Research projects Epilepsy Lafora Disease Glucan Phosphatases Polyubiquitination Starch Tying it Together Recent Highlightes Funding

My research program is organized around three major, connected components that are involved in glucan metabolism: (1) regulation, signaling, and dynamics of the human glucan phosphatase laforin, (2) the role of malin-directed ubiquitination in glycogen metabolism, (3) exploiting plant/algal glucan phosphatases to control energy storage and impact starch-based industrial processing. These projects integrate synergistically to move forward our understanding of glucan metabolism and its role in both disease as well as biofuels research, and are all extramurally funded through federal and non-federal sources.

Epilepsy is a medical condition initiated in the brain and affects both mental and physical functions of the patient. The epileptic event, or seizure, is a result of miscommunication between clusters of nerve cells, called neurons. When the neurons fire inappropriately the patient experiences convulsions, muscle spasms, loss of consciousness, strange sensations, and/or strange emotions. Epilepsy affects nearly 3 million people in the U.S., at estimated annual costs of $15.5 billion. The inappropriate firing of neurons requires energy and multiple links have been established between epilepsy and metabolism.

Lafora disease (LD, OMIM 254780) is a rare type of neurodegeneration that results in severe epilepsy and death. Unlike most other forms of epilepsy, LD is only mildly managed by medication for a brief period of time. LD patients develop normally until they present with a single seizure when the patient is 15-20 years old; this single seizure is followed by progressive central nervous system degeneration and the disease ends with the death of the patient within ten years of the first seizure. A hallmark of LD is the accumulation of carbohydrate/glucan granules that form in most cells in the body, called Lafora bodies (LBs). LBs are similar to glycogen, the cell’s normal glucan storage molecule, but unlike glycogen LBs are water insoluble and are more closely related to plant starch than human glycogen. The frequency and severity of the patient’s epilepsy increase with age and with the accumulation and size of LBs. Thus, it is hypothesized that LBs are the causative agent of the patient’s epilepsy and the death of the patient. Since LD is an epileptic disorder driven by improper metabolism, studies about LD offer a unique glimpse into how epilepsy, neurodegeneration and metabolism are linked.
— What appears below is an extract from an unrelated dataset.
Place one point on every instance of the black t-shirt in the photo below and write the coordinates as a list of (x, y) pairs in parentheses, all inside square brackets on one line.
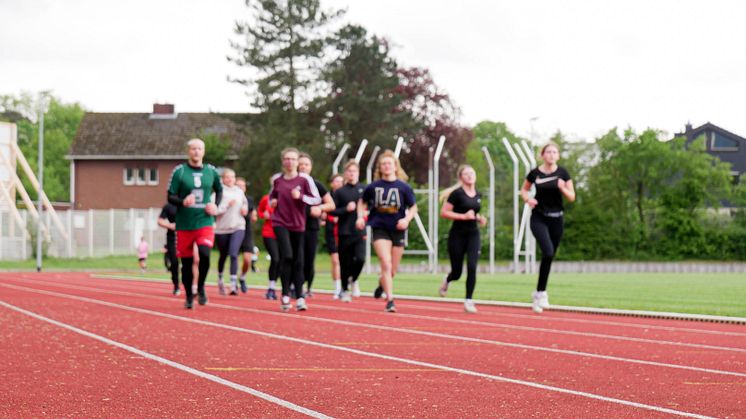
[(169, 213), (312, 223), (343, 196), (547, 192), (462, 203)]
Lafora disease is the result of recessive mutations in either the gene encoding the phosphatase laforin or the E3 ubiquitin ligase malin. The focus of our lab is to determine how laforin and malin regulate glycogen metabolism and inhibit Lafora disease, and then apply these findings to other neurodegenerative diseases and/or epilepsies.
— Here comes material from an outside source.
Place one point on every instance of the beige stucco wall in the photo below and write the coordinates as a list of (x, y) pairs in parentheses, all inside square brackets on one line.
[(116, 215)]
Laforin was previously thought to only be conserved in vertebrates; however, we identified laforin orthologs in five unicellular eukaryotes (i.e. protists). Surprisingly, the biochemical composition of LBs closely resembles that of floridean starch; an insoluble glucan synthesized by the same protists that have laforin. We demonstrated a direct correlation between the presence of laforin and synthesis of insoluble glucans amongst protists. Additionally, we demonstrated that a plant protein called Starch EXcess4 (SEX4) is a functional equivalent of laforin. Strikingly, mutations in SEX4 result in a starch excess phenotype very reminiscent to the cellular phenotype in LD patients. These insights led us to hypothesize that laforin is the founding member of a unique group of glucan phosphatases.
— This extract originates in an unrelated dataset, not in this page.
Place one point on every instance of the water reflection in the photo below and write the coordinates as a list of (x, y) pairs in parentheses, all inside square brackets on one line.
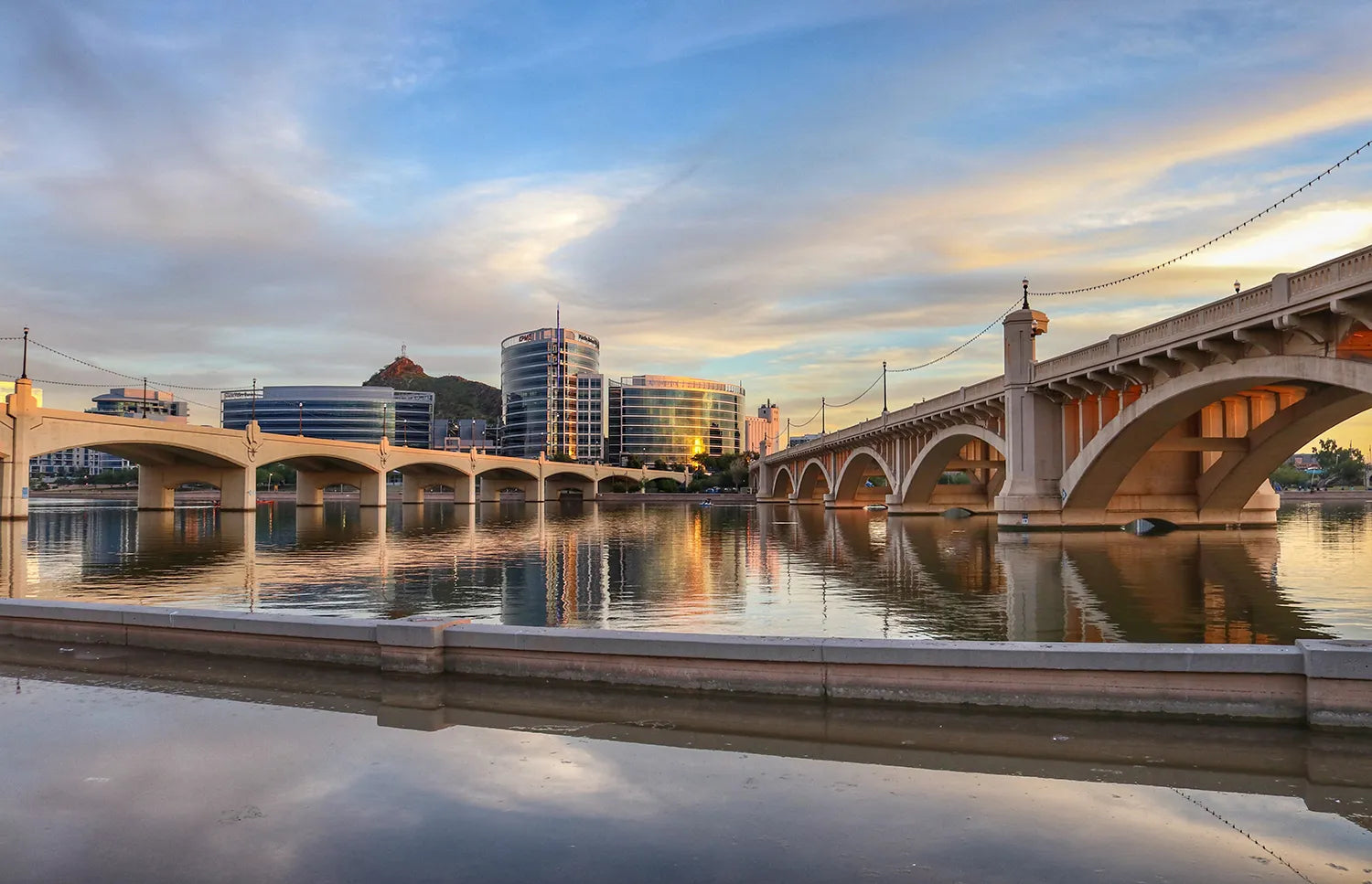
[(781, 570)]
We also demonstrated that malin is an E3 ubiquitin ligase that polyubiquitinates multiple proteins involved in glycogen synthesis, including laforin, protein targeting to glycogen (PTG), and glycogen debranching enzyme (AGL/GDE). Polyubiquitination is a cellular signal to degrade a protein. Thus, malin decreases glycogen accumulation by promoting the degradation of these, and other proteins.

As the major energy cache in plants and algae, starch is a central component of human and animal food and a key constituent in many manufacturing processes. Additionally, starch is both a first-generation biofuel and it is vital to future efforts focused on microalgal hydrogen and oil production. Growing starch demand has impacted the drastic rise in corn prices from $85/metric ton in 2002 to $258 in 2012. Therefore, elucidation of pathways controlling starch metabolism is needed in order to develop novel strategies that manipulate them and satisfy the growing starch demand. A key pathway regulating starch metabolism – and one that is required for starch degradation – is reversible phosphorylation of glucose residues in starch outer glucans, rendering the granule surface accessible to glucan hydrolyzing enzymes. The focus of my lab towards these efforts is to determine the molecular mechanisms of glucan phosphatases. We are defining the function, dynamics, structures, and regulation of the glucan phosphatases as well as generating and evaluating engineered glucan phosphatases. Cumulatively, these studies will provide a comprehensive profile of how substrate specificity is determined as well as how glucans influence enzyme activity, providing the needed insights for current and future biotechnological exploitation of these enzymes. This work is a new effort in the lab and was initially funded by KSEF-2268-RDE-014 with recent funding secured from NSF CAREER MCB#1252345.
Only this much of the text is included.